A Trustee passou ao controle de Quadrado após seu rompimento com Daniel Vorcaro, controlador do Banco Master. Na sequência, a corretora prestou serviços ao próprio banco. Investigações sobre supostas irregularidades envolvendo a instituição seguem em curso, segundo o G1 Economia.
A Banvox DTVM tem trajetória mais longa no mercado: fundada em 1984, obteve autorização da Comissão de Valores Mobiliários para administrar carteiras de investimento em 1991. A partir de 2016, a empresa concentrou suas atividades na administração e custódia de fundos próprios, abandonando outras linhas de negócio.
A distribuidora ganhou relevância adicional no contexto regulatório por sua ligação com a Operação Carbono Oculto. Segundo o G1 Economia, a Banvox administrava ao menos um fundo mencionado nas investigações, que apuram um suposto esquema de lavagem de dinheiro e possíveis conexões com organizações criminosas.

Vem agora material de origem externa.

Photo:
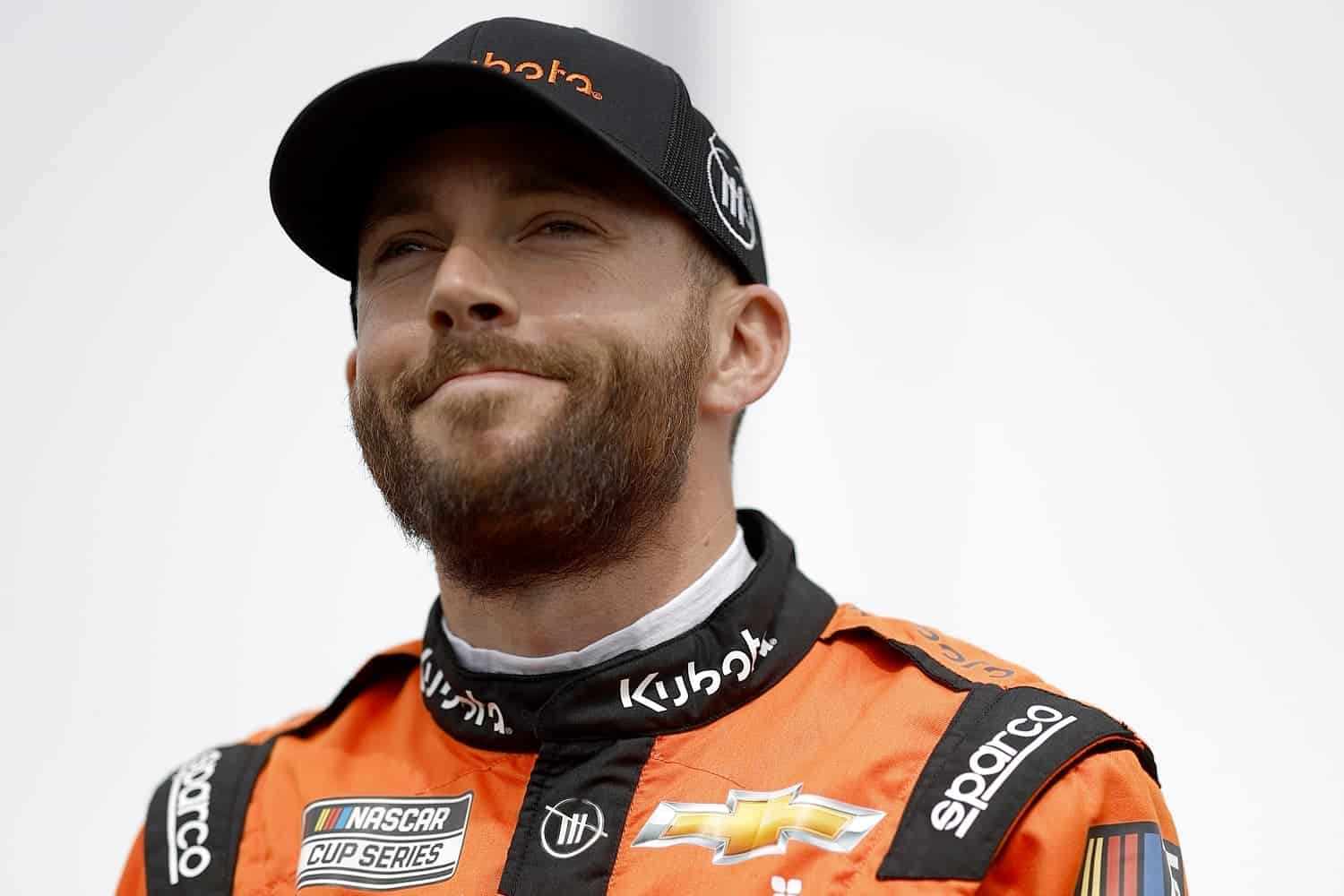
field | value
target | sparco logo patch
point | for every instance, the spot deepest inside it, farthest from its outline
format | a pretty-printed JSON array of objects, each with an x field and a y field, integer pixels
[
  {"x": 728, "y": 190},
  {"x": 992, "y": 764},
  {"x": 653, "y": 694},
  {"x": 382, "y": 842},
  {"x": 188, "y": 817}
]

A liquidação extrajudicial é um regime especial aplicado pelo Banco Central quando uma instituição financeira apresenta situação que compromete sua capacidade de funcionamento regular ou coloca em risco o sistema financeiro. O regime implica a nomeação de um liquidante pelo BC para conduzir o encerramento ordenado das atividades. As medidas desta quinta-feira ampliam o alcance das ações regulatórias que já envolvem o universo de entidades ligadas ao caso Banco Master.